The rest of the cast did speak. De Araújo said that the seed of the story lies in his own life, when, at the age of eight, he was walking with his father through Golden Park in San Francisco. There they interrupted a rape. “Over time I wanted to decide to explore irrational fear with the hypervigilance that I had left,” he explained. It took 12 years to carry out the project, which was going to be his first feature-length film. “But it was a challenge for which he needed time and solutions, and along the way he got ahead The hate club.” By the way, she did point out that she did not have to testify before a judge at the trial for that crime (her father did), and that part came up during the investigation. “With more than five years they can be called to testify… I decided to commit to telling what the legal system is like.”

It wasn’t a great appearance before the press either. Channing Tatum haggled over any question as much as he could, and the moderator was unable to get those questions answered or to respect some more political issues, the hot topic of the Berlinale. When Tatum was asked about the letter from the 81 filmmakers criticizing the organization for its lukewarmness over the genocide in Gaza and if he had thought about joining, an Israeli journalist shouted to remember the Hamas massacres, at which point the actor decided to duck and the moderator took the speaking turn.

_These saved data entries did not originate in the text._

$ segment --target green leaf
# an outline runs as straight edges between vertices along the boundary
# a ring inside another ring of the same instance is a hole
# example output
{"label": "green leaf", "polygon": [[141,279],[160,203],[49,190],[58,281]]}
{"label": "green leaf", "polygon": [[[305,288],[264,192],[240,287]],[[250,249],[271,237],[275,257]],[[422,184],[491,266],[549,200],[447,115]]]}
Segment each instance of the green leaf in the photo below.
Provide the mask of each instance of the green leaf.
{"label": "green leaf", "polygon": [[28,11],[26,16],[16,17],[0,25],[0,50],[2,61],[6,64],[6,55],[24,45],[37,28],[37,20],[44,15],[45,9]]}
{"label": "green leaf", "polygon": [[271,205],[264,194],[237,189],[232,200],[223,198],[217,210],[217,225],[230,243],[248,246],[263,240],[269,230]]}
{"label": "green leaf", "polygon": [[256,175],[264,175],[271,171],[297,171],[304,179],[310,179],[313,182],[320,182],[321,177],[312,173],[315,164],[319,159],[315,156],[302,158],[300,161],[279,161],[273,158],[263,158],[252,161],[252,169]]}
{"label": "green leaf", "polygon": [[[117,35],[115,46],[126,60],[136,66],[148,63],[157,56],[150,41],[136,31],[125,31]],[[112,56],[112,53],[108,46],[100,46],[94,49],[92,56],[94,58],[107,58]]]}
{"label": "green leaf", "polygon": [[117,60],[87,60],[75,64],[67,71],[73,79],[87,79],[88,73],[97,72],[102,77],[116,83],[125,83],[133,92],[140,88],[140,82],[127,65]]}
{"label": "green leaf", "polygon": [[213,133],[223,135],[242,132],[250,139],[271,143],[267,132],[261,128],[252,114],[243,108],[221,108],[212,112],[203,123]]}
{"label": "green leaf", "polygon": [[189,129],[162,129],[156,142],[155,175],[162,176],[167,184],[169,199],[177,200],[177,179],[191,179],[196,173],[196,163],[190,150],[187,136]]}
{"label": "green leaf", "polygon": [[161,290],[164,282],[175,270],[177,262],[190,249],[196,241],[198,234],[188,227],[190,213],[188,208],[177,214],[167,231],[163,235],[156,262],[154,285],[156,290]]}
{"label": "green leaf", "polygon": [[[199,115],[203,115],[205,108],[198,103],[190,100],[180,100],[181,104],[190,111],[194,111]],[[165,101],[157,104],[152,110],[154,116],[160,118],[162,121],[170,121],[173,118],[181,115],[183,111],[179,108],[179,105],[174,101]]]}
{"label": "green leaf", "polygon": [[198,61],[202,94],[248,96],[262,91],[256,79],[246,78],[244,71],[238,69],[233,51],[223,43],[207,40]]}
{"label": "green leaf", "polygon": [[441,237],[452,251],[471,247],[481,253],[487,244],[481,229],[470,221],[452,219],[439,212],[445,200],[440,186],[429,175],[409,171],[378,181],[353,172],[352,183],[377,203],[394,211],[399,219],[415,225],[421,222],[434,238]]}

The director spoke about the girl’s physical language to reveal what is going on inside her, and Channing Tatum recalled a story that occurred with his daughter in preschool, after a fight at school: “The conversation I have under the bridge with Josephine was with my daughter: you will never have problems with me if you protect yourself.” In her case, the girl fought to protect a friend. “If someone is doing something that you ask them not to do and they don’t listen to you, you have every right to protect yourself. And I will always support you,” he explained. Is that why Tatum did Josephine? “For that, and for being involved in something honest, beautiful and important.”